SECTEUR PETROLE ET ENERGIES
Le ministère du pétrole et des énergies identifie les niches porteuses d’emplois
Le Ministère du Pétrole et des Energies a organisé le jeudi 25 Mars 2021 un atelier de partage portant sur l’identification des secteurs porteurs d’emplois et plan de formation aux métiers du Pétrole et des énergies. Présidé par Mme Aissatou Sophie GLADIMA, Ministre du Pétrole et des Energies, l’atelier a vu la participation des compagnies pétrolières, des écoles offrant des formations dans le secteur, des institutions, des sociétés et agences qui sont sous la tutelle du ministère.

Ouvrant les travaux, Mme le Ministre du Pétrole et des Energies a insisté sur « l’impératif de répertorier l’ensemble des activités de la chaine de valeur pétrolière et gazière et de dégager des pistes de réflexion quant aux formations et compétences technologiques à mettre en place afin de répondre à la demande de l’industrie nationale et internationale ». Pour Mme Aissatou Sophie GLADIMA l’atelier doit permettre de lister « les métiers et les formations du secteur du pétrole et des énergies, explorer les opportunités qu’offre cette industrie aussi bien pour la jeunesse que pour le secteur privé, identifier les niches d’emplois et définir un plan d’action pour permettre la formation et l’employabilité des jeunes sénégalais dans le secteur ».

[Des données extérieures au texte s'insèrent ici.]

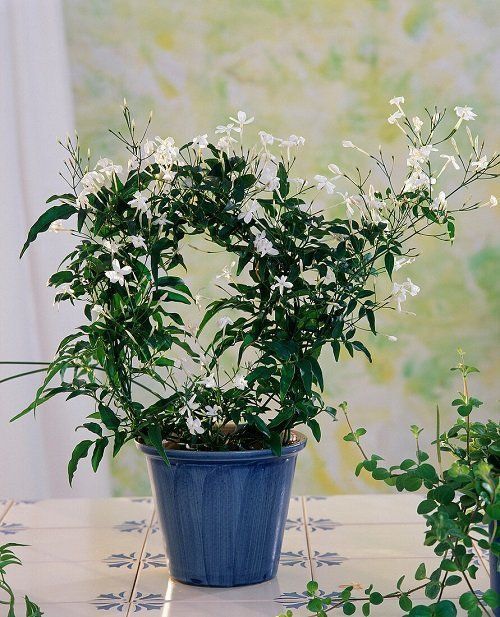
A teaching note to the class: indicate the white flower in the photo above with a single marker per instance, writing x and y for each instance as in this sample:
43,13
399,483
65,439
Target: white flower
402,261
419,155
397,100
57,226
481,164
268,177
249,213
417,124
92,181
401,290
108,168
226,272
263,246
465,113
161,220
417,179
440,203
194,426
138,242
294,141
374,202
111,246
266,138
334,169
201,141
224,128
240,382
322,182
140,203
449,159
241,119
225,321
224,143
82,200
149,147
165,152
190,406
212,411
282,283
118,274
96,311
209,382
393,118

Dans sa présentation axée sur la formation, le Directeur Général de l’Institut National du Pétrole et du Gaz (INPG) s’est félicité de la tenue de l’atelier avant de rappeler l’importance de la formation dans le secteur pour assurer une employabilité. M. Aguibou BA de dire que « l’industrie pétrolière et gazière est très spécialisée avec des technologies de pointe et des risques importants. Donc il faut être préparé ». C’est ce qui explique d’ailleurs la mise en place de l’INPG dès le départ pour offrir une formation à la jeunesse sénégalaise pour qu’elle puisse participer de manière effective à l’exploitation du pétrole et du gaz. L’institut forme actuellement une cinquantaine de jeunes ingénieurs et de techniciens de haut niveau en préparation de la phase de production des projets GTA pour le gaz et Sangomar pour le pétrole.

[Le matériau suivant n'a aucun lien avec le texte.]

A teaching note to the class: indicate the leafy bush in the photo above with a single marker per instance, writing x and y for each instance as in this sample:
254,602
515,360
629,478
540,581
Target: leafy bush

S’agissant des autres métiers du pétrole et du gaz, les différentes présentations ont montré que des métiers comme le génie civil, la tuyauterie, la charpente métallique, la mécanique, le soudage sont autant de métiers qui intéressent particulièrement l’industrie pétrolière et gazière et beaucoup de jeunes sénégalais évoluent déjà dans ces branches. Mais il est bon de retenir que l’industrie pétrolière travaille avec des standards et des normes de sécurité très élevés. C’est pourquoi le directeur général de l’INPG pense que « compte tenu du niveau d’étude de beaucoup de nos artisans et techniciens, il faut se pencher sur les possibilités d’offrir des formations dans les langues nationales ».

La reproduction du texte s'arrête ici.